Acute myeloid leukaemia (AML) is characterized by cooperative genetic and epigenetic alterations that promote tumorigenesis through various mechanisms, including the deregulation of differentiation programmes. Chromatin modifiers have been implicated in regulating such pathways; so, Lowe, Vakoc and colleagues carried out an RNA interference (RNAi) screen to identify key regulators of epigenetic modification in AML.

targeting BRD4 may be a common mechanism by which to inhibit MYC in AML.

Zuber, Shi and colleagues constructed a short hairpin RNA (shRNA) library targeting 243 known regulators of epigenetic histone modifications. The library was transduced into a mouse model of AML (driven by MLL-AF9 and NRAS-G12D), and after 14 days the authors assessed which shRNAs were depleted by more than 20-fold (indicating that the shRNA target inhibits AML growth). Of the 177 depleted shRNAs, those targeting bromodomain containing 4 (Brd4) were one of the most strongly depleted. Knockdown of BRD4 expression induced cell cycle arrest and apoptosis in leukaemia cell lines and in MLL-AF9+ human AML cell lines but had modest effects on normal cells, indicating that BRD4 could be a good target for AML that harbours the MLL-AF9 translocation. Indeed, the authors found that JQ1 — a small-molecule inhibitor of BRD4 — inhibited growth and induced apoptosis of leukaemia cells with MLL fusions, 13 of 14 AML cell lines and 12 of 15 primary human AML samples. This indicated that BRD4 has a crucial role in AML pathogenesis; so, the authors investigated its role in AML in vivo. They found that knockdown of Brd4 after disease induction in Mll-Af9;NrasG12D mice delayed leukaemia progression and improved survival, indicating that BRD4 could be an effective therapeutic target. So, they treated mice transplanted with MLL-AF9;NRAS-G12D leukaemia cells with JQ1, and found that daily injection delayed leukaemia progression and significantly increased survival. Moreover, JQ1 had anti-leukaemic activity in a mouse model of AML driven by AML1-ETO9A, NRAS-G12D and loss of p53.

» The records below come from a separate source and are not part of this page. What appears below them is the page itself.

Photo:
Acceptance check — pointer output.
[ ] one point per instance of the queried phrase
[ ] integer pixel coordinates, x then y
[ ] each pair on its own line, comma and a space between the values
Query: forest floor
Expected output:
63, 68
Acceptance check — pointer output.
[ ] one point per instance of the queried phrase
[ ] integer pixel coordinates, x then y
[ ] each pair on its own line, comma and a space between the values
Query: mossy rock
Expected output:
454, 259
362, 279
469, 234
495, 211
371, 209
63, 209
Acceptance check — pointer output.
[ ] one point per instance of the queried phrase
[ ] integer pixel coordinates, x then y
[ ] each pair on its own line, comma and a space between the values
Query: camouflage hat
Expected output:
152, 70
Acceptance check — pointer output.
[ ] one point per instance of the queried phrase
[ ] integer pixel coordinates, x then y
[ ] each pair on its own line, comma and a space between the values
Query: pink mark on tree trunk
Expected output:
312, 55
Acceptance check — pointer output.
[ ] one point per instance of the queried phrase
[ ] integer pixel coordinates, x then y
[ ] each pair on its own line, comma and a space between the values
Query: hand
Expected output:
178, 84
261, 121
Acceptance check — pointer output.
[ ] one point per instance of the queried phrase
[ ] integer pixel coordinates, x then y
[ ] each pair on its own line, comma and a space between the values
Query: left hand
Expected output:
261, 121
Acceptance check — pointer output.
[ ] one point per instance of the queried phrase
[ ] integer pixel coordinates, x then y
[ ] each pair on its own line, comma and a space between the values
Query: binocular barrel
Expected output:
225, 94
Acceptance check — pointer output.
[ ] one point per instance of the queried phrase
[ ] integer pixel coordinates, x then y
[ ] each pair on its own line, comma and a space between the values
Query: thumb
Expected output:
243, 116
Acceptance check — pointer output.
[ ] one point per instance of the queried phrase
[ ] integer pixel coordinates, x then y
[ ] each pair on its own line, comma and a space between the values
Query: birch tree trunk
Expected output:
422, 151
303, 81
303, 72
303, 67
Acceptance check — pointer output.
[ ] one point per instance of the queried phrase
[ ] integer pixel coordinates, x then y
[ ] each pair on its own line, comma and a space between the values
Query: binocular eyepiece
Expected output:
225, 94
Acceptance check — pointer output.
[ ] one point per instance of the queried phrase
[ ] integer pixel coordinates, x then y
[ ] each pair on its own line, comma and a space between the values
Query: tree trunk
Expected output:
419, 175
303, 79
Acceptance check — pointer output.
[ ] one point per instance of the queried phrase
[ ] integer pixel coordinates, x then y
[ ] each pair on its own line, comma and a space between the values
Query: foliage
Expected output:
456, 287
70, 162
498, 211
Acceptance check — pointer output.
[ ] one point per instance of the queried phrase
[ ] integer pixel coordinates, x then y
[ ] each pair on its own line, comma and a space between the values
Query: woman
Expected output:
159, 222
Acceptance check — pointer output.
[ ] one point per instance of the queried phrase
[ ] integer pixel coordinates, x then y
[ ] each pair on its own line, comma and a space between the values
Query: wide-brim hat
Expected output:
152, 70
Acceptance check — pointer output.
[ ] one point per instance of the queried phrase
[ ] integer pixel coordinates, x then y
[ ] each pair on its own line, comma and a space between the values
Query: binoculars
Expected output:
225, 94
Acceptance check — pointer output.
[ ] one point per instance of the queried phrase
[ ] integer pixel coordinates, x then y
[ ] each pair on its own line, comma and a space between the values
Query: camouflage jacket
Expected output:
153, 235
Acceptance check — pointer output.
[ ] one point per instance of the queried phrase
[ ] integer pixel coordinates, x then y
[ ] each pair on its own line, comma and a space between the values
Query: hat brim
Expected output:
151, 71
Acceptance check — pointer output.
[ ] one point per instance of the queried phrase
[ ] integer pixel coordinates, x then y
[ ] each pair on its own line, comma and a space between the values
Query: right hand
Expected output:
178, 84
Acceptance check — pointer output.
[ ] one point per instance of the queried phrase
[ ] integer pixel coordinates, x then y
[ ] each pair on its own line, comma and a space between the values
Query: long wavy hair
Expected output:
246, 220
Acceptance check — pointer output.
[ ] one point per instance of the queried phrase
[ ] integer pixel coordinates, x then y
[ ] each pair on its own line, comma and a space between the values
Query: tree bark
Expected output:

MYC has previously been implicated as a target of BRD4, thus Zuber, Shi and colleagues investigated whether MYC was affected by JQ1-mediated inhibition of BRD4. They found that MYC protein and mRNA expression was substantially reduced in MLL-AF9;NRAS-G12D-induced AML that was treated with JQ1. Chromatin immunoprecipitation experiments showed that BRD4 binds the Myc promoter and that this binding — and MYC target gene expression — was abrogated on treatment with JQ1. Downregulation of MYC was observed in several subtypes of AML cells from human and mouse, suggesting that targeting BRD4 may be a common mechanism by which to inhibit MYC in AML.

Therefore, the clinical development of second-generation BRD4 inhibitors that have better pharmacokinetics might be a promising way to inhibit MYC and other BRD4-regulated pathways that mediate leukaemogenesis.